Players must also select a Chamber card, and this then restricts what other cards can go into the deck. Chamber cards have certain trait symbols on them, and any cards put into the play deck must match at least one of these trait symbols. This guarantees that cards are compatible in terms of powers. Cards which don't have any trait symbols can be used in any deck.

Each Chamber Card has four symbols that explain which cards they can use: One symbol for strikes, one for advantages, one for allies, and a second for strikes that is specific to that set.

===Strike Types===

- Bull - Bull strike cards represent an aggressive and offensive style of fighting. They generally are powerful but costly, taking risks and using resources to attempt to win through sheer force and the elimination of the opponent's cards.
- Fox - Fox strike cards represent tricky and cunning moves.
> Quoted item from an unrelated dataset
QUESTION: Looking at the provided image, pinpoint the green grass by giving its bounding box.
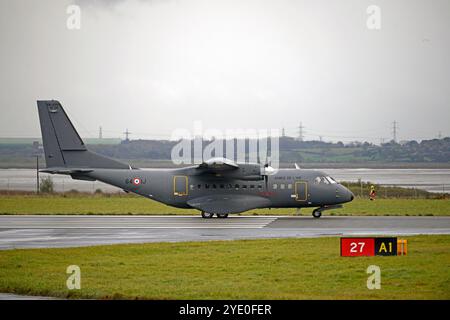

They attempt to win through long-term strategy, and have such effects as searching through one's top cards or deck or forcing tough decisions upon your opponent.
- Lion - Lion cards represent a controlled or defensive style of combat. They allow the player to protect their own work, preventing their allies or energies from being eliminated or their zones from being uncharged. They attempt to win through building themselves up to something big without allowing themselves to be torn back down.

===Advantage Types===
- Body - Body cards are no-nonsense advantages that generally give simple but valuable boosts or hindrances to one of the players. They represent characters who are more physical than they are mental or spiritual.
- Mind - Mind cards are strategic advantages. They commonly allow the player to see the next card in one or both of the player's decks and sometimes manipulate their order. They represent characters who can plan ahead and outwit their opponent.
- Spirit - Spirit cards deal the most with the manipulation of energy and the charging/uncharging of zones. They also commonly have effects that depend on what your opponent does, making them the cards that depend most on "luck" or "faith", as the Spirit concept represents.

===Ally Types===

- Light - Light characters are those on the side of good and justice. Such characters include Avatar Aang, King Bumi, and Commodore Norrington.
- Shadow - Shadow characters are those whose alignment might be in question, somewhere between good and evil, or perhaps someone who just prefers their freedom as opposed to the law. Such characters include Captain Jack Sparrow, Will Turner, and Prince Zuko
- Dark - Dark characters are those on the side of evil and corruption. Such characters include Admiral Zhao (ranked Commander Zhao in the game) and Captain Barbossa

===Set-Specific Strikes===

- Avatar: The Last Airbender Icons - Fire, Water, Earth, Air
- Pirates of the Caribbean Icons - Sail, Sword, Cannon

Starter decks sold for the various game sets typically contain only 30 cards per player, and so are not strictly speaking fully legal decks.

==Games using QuickStrike==
The following games make use of the QuickStrike system:

- Avatar: The Last Airbender
- Pirates of the Caribbean
- Shaman King Game

==Notes==
- While Shaman King was not an official QuickStrike game, it is, technically, the first card game to use the system. It was most likely not counted as part of the set due to it being a failure, despite winning many awards from anime magazines.